Ik kwam bij de laatste dummy en schoot. Maar in plaats van rechtop te blijven, viel hij en viel op de grond. Ik trok mijn koptelefoon af en keek. Er lag bloed op de betonnen vloer. Ik had iemand vermoord, de realisatie trof me als een goederentrein. Fox had ervoor gezorgd dat ik iemand vermoordde. Ik liet het wapen vallen en sprong over de korte muur van de schietbaan en rende naar de man die ik had gedood.

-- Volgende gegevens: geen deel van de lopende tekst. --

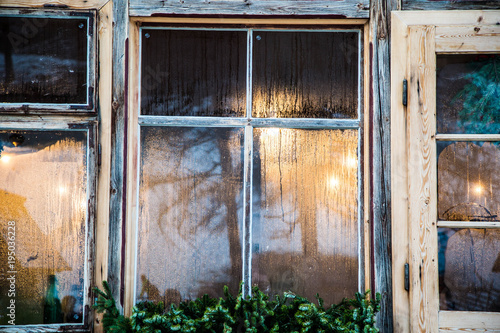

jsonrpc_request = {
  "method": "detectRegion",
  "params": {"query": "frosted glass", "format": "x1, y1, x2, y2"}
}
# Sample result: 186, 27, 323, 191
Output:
252, 31, 359, 119
436, 54, 500, 134
141, 29, 246, 117
437, 142, 500, 222
136, 127, 243, 304
438, 228, 500, 312
0, 16, 88, 104
0, 131, 87, 325
252, 128, 359, 304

Dit moest een soort truc zijn, Fox had me laten denken dat ik iemand had vermoord, hij zou me dit echt niet aandoen. Ik ontknoopte de jute zak die nu bedekt was met donkerrood bloed. Ik kreeg het eindelijk verwijderd en zag het gezicht van de man. Dit was geen truc, ik had een man in het hoofd geschoten. Ik controleerde zijn pols, niet gelovend dat hij dood was. Er was niets. Ik staarde naar het perfecte kogelgat in zijn voorhoofd. Het was een schone schot geweest.
Hoe kon ik niet weten dat hij een persoon was toen ik vuurde. Ik voelde Fox boven me staan. Ik draaide me om naar hem te kijken. Hij zag er donker en gestoord uit. Hij had dit hele plan bedacht. We hadden een goede dag samen gehad, alleen om het te eindigen met het plegen van moord door mij. Ik keek weer naar de man. Hij kon niet veel ouder zijn geweest dan ik. Ik keek naar mijn bebloede handen. Ze trilden. Fox tilde me van de grond.
Zijn handen kwamen omhoog en grepen de zijkant van mijn hoofd. Zijn duim stak uit zodat hij het deel van mijn litteken op mijn kin kon strelen. Toen zei hij zonder emotie: "Ik bezit je." Ik worstelde tegen Fox, maar hij was sterker dan ik, zijn armen omhulden me, maar ik bleef worstelen. Fox was vergif en hij had net mijn ziel bevlekt. "Laat me los," schreeuwde ik. Ik schopte en probeerde hem te krabben terwijl hij me met geweld van de schietbaan verwijderde, de dode man achterlatend. "Ik haat je." Ik kon niet stoppen terwijl we met de lift naar boven gingen. Al die tijd worstelde ik.
Hij duwde me in de auto en rende naar de andere kant. Ik wilde hem slaan nu hij me niet meer vast hield, maar in plaats daarvan werd een metalen handboei om mijn pols gewikkeld, en hij klikte het vast aan het stuur. "Laat me gaan, Fox," schreeuwde ik. Hij zei niets tegen me terwijl hij uit de garage scheurde. Ik schreeuwde als een gek. Ik had iemand vermoord; het duurde niet lang voordat we ergens waren. Hij zette de auto uit en kwam naar me toe. Hij reikte over me heen en maakte de handboei los. Hij trok me uit de auto en begon me mee te sleuren naar een stenen gebouw. Mijn ogen pasten zich aan en ik wist waar we waren, de Sint-Antoniuskathedraal. Dit is waar Fox me jaren geleden kuste. "Schreeuw zoveel je wilt; je weet dat de priesters het niet zullen kunnen schelen."